Clairvoyant: Mitigating Head-of-Line Blocking in Serial LLM Backends via Predictive SJF Scheduling (Introduction)

Clairvoyant is a plug-and-play proxy for serial LLM backends (such as Ollama, llama.cpp). It implements predictive Shortest Job First (SJF) scheduling by predicting response lengths using an XGBoost classifier, solving the head-of-line blocking problem under high load and reducing latency for short requests by 70-76% in high-load scenarios. Original Author/Maintainer: Clairvoyant Research Team Source: arXiv (published on June 5, 2026, link: http://arxiv.org/abs/2606.07248v1)

Problem Background and Limitations of Existing Solutions

Serial LLM backends (like Ollama, llama.cpp) use First-Come-First-Served (FCFS) scheduling, which works well under light load but causes severe head-of-line blocking in high-load mixed workloads: short requests have to wait for long text generation tasks. Limitations of existing solutions:

• Continuous batching (e.g., vLLM) requires large VRAM to store KV caches, making it unsuitable for edge devices;
• Preemptive scheduling needs complex context saving and restoration mechanisms;
• Heuristic classification (e.g., estimating output from input length) lacks sufficient accuracy.

Core Methods of Clairvoyant

1. Predictive SJF Scheduling: Predict output length based on input features and prioritize short tasks (relies on relative ordering, no need for absolute precision);
2. Lightweight Feature Extraction: 19 lexical features (input length statistics, language features, template structure, etc.), extracted in microseconds;
3. XGBoost Classifier: Efficient gradient boosting tree, exported to ONNX format, with a prediction latency of only 0.029 milliseconds (negligible).

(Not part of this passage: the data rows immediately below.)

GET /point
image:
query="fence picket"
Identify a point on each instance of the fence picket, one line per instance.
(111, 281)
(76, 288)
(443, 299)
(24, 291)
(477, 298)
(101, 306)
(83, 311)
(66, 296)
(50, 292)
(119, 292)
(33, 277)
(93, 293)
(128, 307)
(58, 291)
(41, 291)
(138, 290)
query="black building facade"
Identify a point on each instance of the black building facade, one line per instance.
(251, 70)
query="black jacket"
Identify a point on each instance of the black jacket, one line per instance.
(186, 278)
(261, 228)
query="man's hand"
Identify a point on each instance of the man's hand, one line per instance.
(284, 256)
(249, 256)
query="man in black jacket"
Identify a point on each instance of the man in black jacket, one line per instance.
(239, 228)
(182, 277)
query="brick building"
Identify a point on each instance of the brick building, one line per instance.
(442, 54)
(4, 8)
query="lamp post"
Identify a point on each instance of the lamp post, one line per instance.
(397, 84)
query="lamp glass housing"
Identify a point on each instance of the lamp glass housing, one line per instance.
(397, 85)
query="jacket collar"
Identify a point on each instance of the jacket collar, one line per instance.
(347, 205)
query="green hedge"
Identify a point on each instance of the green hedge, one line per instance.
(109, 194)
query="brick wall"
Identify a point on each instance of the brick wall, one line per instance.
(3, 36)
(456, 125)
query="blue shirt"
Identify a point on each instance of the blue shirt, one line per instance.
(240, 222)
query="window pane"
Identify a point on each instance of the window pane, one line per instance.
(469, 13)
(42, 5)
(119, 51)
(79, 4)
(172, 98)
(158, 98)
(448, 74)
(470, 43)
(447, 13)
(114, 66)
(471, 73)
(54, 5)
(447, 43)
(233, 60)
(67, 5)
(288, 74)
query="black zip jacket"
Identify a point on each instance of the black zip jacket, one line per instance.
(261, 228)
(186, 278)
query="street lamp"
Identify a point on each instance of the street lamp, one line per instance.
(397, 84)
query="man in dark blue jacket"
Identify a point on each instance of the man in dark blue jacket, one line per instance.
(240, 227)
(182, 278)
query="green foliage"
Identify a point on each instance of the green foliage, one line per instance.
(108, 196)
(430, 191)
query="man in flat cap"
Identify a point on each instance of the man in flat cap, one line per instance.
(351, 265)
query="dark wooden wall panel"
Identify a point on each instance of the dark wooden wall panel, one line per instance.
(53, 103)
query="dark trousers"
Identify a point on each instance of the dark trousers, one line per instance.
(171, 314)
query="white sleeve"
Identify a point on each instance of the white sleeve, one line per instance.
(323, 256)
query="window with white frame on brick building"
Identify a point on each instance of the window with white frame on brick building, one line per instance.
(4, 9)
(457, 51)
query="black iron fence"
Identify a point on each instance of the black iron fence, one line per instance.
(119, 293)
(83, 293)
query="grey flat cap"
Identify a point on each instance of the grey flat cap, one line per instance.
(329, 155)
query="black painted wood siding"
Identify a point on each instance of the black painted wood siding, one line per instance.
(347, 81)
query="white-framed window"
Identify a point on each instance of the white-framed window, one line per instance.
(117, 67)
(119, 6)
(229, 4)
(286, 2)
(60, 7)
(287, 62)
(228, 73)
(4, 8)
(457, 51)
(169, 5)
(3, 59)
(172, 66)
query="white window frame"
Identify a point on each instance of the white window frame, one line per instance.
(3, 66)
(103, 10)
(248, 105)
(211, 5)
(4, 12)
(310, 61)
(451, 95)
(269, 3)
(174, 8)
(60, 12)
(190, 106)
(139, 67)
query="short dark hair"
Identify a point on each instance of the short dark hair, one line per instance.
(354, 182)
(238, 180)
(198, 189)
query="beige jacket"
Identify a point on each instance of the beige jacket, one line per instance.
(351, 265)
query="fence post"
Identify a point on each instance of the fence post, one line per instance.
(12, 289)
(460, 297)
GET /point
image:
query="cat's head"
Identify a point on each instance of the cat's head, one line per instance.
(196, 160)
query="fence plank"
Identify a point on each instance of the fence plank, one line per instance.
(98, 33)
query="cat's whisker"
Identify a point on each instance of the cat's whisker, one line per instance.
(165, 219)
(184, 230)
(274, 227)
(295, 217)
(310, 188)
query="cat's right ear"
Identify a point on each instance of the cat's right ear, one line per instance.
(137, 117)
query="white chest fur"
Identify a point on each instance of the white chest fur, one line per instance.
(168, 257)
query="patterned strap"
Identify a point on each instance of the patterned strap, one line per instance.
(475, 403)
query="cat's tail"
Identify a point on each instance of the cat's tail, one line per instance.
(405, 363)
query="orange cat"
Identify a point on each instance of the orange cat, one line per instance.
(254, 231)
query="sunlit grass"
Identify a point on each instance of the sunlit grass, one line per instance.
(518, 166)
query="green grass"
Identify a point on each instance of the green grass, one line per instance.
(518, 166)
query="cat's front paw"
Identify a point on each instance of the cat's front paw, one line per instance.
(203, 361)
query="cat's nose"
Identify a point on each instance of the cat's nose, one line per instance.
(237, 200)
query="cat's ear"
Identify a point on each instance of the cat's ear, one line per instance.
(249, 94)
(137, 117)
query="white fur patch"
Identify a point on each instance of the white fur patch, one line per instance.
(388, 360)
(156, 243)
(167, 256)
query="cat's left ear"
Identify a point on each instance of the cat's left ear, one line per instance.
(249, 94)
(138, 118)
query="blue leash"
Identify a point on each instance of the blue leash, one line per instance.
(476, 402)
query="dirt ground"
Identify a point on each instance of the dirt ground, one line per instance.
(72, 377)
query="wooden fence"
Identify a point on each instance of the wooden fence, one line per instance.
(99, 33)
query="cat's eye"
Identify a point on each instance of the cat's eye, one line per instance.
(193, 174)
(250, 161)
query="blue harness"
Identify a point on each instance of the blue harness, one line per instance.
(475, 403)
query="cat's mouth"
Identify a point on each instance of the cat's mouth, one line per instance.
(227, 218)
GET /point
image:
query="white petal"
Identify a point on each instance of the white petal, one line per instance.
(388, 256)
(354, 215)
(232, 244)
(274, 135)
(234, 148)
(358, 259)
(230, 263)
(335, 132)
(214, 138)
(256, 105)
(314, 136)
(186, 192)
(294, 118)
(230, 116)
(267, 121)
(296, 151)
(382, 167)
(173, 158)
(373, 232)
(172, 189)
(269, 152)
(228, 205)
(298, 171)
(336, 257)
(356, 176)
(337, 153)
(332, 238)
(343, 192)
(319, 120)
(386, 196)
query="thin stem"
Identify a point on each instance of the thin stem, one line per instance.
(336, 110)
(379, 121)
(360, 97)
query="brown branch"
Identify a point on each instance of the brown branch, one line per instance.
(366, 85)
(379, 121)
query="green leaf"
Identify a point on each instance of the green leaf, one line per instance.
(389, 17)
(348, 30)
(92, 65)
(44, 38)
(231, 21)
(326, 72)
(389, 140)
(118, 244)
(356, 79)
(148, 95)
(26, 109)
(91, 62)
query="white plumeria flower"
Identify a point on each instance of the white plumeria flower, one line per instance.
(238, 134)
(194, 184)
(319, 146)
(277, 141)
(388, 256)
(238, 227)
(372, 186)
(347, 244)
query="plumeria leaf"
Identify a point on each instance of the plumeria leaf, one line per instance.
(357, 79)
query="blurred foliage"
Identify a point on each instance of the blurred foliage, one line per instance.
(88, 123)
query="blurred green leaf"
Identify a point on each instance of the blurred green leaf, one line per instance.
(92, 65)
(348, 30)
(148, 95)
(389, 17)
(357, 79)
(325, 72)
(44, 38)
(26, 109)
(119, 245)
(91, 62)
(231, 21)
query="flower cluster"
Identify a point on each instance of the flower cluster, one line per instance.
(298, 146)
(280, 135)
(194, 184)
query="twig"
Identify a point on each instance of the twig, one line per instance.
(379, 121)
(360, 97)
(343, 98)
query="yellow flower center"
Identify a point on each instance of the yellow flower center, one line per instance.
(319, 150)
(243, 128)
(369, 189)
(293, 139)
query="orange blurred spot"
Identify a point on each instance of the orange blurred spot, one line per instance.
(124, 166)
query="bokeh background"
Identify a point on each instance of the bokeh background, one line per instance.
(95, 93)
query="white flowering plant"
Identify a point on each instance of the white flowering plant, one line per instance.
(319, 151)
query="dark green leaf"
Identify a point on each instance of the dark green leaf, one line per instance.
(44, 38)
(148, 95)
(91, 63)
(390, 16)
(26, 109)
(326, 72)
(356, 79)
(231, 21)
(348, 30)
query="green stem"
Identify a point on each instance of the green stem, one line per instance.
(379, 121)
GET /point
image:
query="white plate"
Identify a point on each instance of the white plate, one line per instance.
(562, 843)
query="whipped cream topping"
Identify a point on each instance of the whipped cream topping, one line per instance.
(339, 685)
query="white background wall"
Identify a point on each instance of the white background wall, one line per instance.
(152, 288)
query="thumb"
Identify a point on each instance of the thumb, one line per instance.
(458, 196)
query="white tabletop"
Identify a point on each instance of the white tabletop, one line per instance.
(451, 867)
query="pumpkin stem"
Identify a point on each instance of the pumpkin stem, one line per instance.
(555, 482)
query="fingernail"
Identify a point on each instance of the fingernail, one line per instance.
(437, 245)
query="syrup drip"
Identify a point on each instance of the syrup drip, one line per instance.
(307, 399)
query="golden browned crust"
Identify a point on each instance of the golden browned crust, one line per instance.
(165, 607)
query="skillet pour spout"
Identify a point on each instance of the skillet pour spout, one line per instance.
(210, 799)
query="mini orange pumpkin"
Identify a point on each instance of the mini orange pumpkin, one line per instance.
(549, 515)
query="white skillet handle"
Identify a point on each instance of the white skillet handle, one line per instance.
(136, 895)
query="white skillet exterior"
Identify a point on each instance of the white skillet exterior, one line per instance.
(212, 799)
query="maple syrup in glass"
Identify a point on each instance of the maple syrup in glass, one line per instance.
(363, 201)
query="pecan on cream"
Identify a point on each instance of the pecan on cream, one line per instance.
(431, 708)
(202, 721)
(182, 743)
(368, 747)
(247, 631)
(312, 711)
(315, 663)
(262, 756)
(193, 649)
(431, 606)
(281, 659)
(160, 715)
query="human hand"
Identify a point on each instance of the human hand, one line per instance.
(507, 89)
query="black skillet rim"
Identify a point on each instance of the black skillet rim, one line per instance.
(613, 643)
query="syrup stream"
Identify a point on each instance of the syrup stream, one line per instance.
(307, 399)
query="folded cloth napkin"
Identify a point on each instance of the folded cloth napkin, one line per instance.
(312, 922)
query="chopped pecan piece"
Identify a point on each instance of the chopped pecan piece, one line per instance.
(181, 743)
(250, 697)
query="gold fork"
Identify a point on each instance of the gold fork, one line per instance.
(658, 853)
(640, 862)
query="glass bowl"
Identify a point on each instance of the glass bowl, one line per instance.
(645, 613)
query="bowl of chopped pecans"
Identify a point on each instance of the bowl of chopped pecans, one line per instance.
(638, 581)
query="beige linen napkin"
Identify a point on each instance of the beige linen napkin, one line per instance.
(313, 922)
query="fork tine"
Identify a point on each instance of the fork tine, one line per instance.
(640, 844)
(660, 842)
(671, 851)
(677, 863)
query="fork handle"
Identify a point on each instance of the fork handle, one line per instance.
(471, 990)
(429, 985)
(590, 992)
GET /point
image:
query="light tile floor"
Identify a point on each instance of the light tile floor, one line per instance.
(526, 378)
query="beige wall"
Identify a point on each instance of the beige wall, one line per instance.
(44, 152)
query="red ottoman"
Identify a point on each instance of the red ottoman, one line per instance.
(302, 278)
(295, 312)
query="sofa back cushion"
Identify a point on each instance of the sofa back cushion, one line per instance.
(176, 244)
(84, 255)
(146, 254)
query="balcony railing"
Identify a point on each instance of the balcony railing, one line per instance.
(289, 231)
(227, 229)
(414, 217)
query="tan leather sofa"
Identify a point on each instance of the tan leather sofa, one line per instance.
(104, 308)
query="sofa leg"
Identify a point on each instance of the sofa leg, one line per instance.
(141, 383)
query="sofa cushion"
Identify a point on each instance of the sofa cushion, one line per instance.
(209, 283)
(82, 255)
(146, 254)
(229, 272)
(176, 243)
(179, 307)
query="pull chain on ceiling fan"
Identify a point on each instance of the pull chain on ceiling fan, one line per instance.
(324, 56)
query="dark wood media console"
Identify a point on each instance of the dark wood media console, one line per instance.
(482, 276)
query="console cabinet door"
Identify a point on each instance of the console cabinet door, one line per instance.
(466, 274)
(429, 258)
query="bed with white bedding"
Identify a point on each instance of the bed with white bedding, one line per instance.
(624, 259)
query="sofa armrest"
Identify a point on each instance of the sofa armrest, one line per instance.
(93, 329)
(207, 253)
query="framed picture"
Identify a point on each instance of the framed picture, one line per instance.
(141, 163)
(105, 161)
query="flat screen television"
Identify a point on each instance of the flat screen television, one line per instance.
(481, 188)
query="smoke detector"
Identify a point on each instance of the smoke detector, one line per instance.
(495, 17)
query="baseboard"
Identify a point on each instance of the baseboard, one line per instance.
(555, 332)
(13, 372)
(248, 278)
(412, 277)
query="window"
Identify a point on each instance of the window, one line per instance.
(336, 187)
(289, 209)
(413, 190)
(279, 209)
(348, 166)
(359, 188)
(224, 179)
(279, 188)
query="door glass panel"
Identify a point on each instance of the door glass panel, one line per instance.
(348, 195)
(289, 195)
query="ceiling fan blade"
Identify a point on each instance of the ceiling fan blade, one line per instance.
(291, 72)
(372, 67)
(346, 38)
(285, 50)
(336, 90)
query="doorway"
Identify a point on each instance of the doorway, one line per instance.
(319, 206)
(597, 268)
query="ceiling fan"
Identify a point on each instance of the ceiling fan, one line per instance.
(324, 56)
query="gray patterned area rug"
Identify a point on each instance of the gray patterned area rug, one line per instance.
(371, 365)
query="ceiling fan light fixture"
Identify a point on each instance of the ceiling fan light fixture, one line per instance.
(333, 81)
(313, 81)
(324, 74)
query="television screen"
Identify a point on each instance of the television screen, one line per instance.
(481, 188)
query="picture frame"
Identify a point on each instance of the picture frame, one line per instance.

Key Finding: Importance of Natural Conversation Data

• Instruction Dataset Degradation: Due to conciseness constraints, the proportion of long responses is extremely low (<0.02%), and class imbalance prevents the model from effectively distinguishing between long and short requests;
• Value of Natural Conversation Logs: Real user conversation records have a balanced distribution of long and short requests, making them an effective training data source.

Experimental Evaluation Results

• Prediction Accuracy: 62-96% accuracy on in-distribution test sets, 52-66% on cross-distribution test sets (demonstrates generalization ability);
• End-to-End Performance: On RTX4090, P50 latency for short requests is reduced by 70-76% under 100 concurrent requests, and by 17% under steady load (ρ=0.74).

Deployment and Usage Features

• Plug-and-Play: Independent proxy service, no need to modify the underlying inference backend, compatible with OpenAI API;
• Open-Source: Supports free use, modification, and extension;
• Low Resource Requirements: Lightweight prediction model, can run on the same machine as the backend or on lightweight instances.

Summary and Future Directions

Summary: Clairvoyant implements SJF scheduling via lightweight response length prediction, effectively mitigating head-of-line blocking in serial LLM backends and having important practical value for edge deployment; Limitations: Prediction relies on lexical features (difficult to capture complex semantics), scheduling strategy is simple (no consideration of priorities/user levels), and multi-backend support is limited; Future Directions: Optimize the prediction model, explore complex scheduling strategies, and expand the scope of backend support.